Sería ingenuo pensar que los dirigentes son tan sobrehumanos que no influyen sobre ellos estos factores. Sin embargo, el factor más importante continúa siendo el ansia de mantener o mejorar el status entre los dirigentes. El diferente progreso de las distintas supertribus a que me he referido antes es, indudablemente, el mayor problema. Si, por sus recursos naturales o por su habilidad, una supertribu sobrepasa a otra, lo más seguro es que se originen dificultades. El grupo avanzado se impondrá, de una u otra manera, al grupo retrasado, y el grupo retrasado manifestará su resentimiento de una manera u otra.
Un grupo avanzado es, por su misma naturaleza, expansivo, y, simplemente, no puede dejar las cosas tal como están y ocuparse de sus propios asuntos. Trata de influir sobre otros grupos, ya sea dominándolos o «ayudándolos». A menos que domine a sus rivales hasta el punto de que pierdan su personalidad y queden absorbidos en el cuerpo supertribal avanzado (lo que a menudo es geográficamente imposible), la situación se volverá inestable. Si la supertribu avanzada ayuda a otros grupos y los hace más fuertes, pero a su propia imagen, entonces llegará el día en que sean lo suficientemente fuertes para rebelarse y repeler a la supertribu con sus propias armas y sus propios métodos.
Mientras todo esto sucede, los dirigentes de otras supertribus poderosas y avanzadas estarán vigilando ansiosamente para cerciorarse de que estas expansiones no obtienen demasiado éxito.

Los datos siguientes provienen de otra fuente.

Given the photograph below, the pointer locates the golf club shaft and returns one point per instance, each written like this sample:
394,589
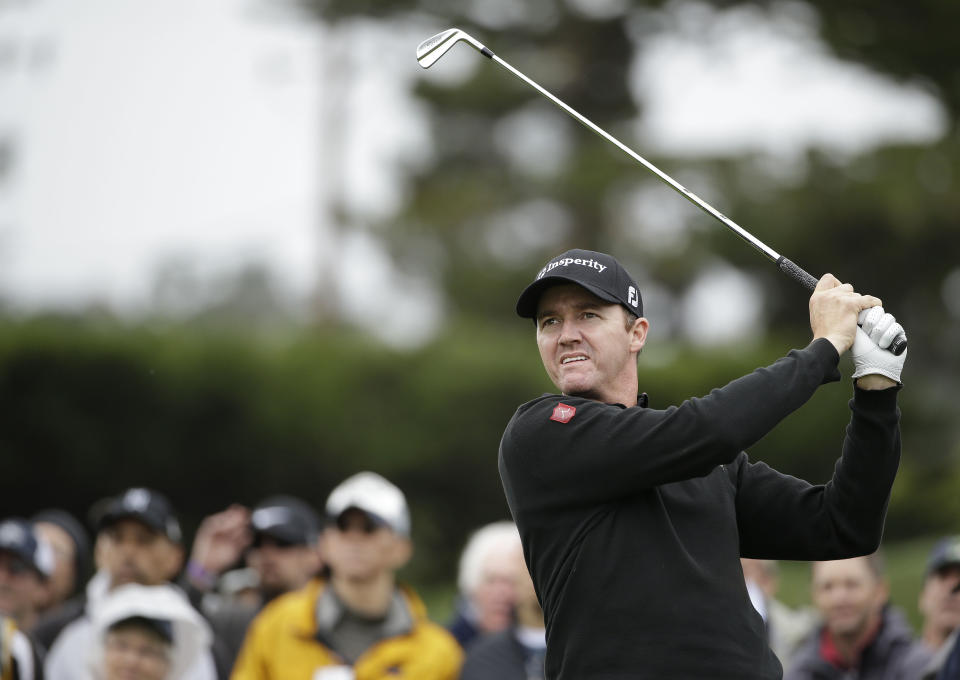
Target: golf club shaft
785,265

Si lo alcanzan, entonces empezará a decaer su status entre grupos.
Todo esto se realiza bajo una capa bastante transparente, pero, pese a ello, persistente, de ideología. Leyendo los documentos oficiales, uno nunca adivinaría que lo que de verdad estaba en juego era el orgullo y el status de los dirigentes. En apariencia, siempre es cuestión de ideales, principios morales, filosofías sociales o creencias religiosas. Mas para un soldado que se mira sus piernas mutiladas, o que se sujeta los intestinos con las manos, sólo significa una cosa: una vida destrozada. La razón por la que fue tan fácil llevarle a esa situación radicaba en que no sólo era un animal potencialmente agresivo, sino también intensamente cooperativo. Toda esa palabrería de defender los principios de su supertribu tocó su fibra sensible porque se convirtió en cuestión de ayudar a sus amigos. Bajo la tensión de la guerra, bajo la visible y directa amenaza procedente del grupo extraño, se fortalecieron enormemente los lazos entre él y sus compañeros de batalla. Mató, más por no dejarles desamparados que por ninguna otra razón. Las viejas lealtades tribales eran tan fuertes que, cuando llegó el momento final, no tenía opción.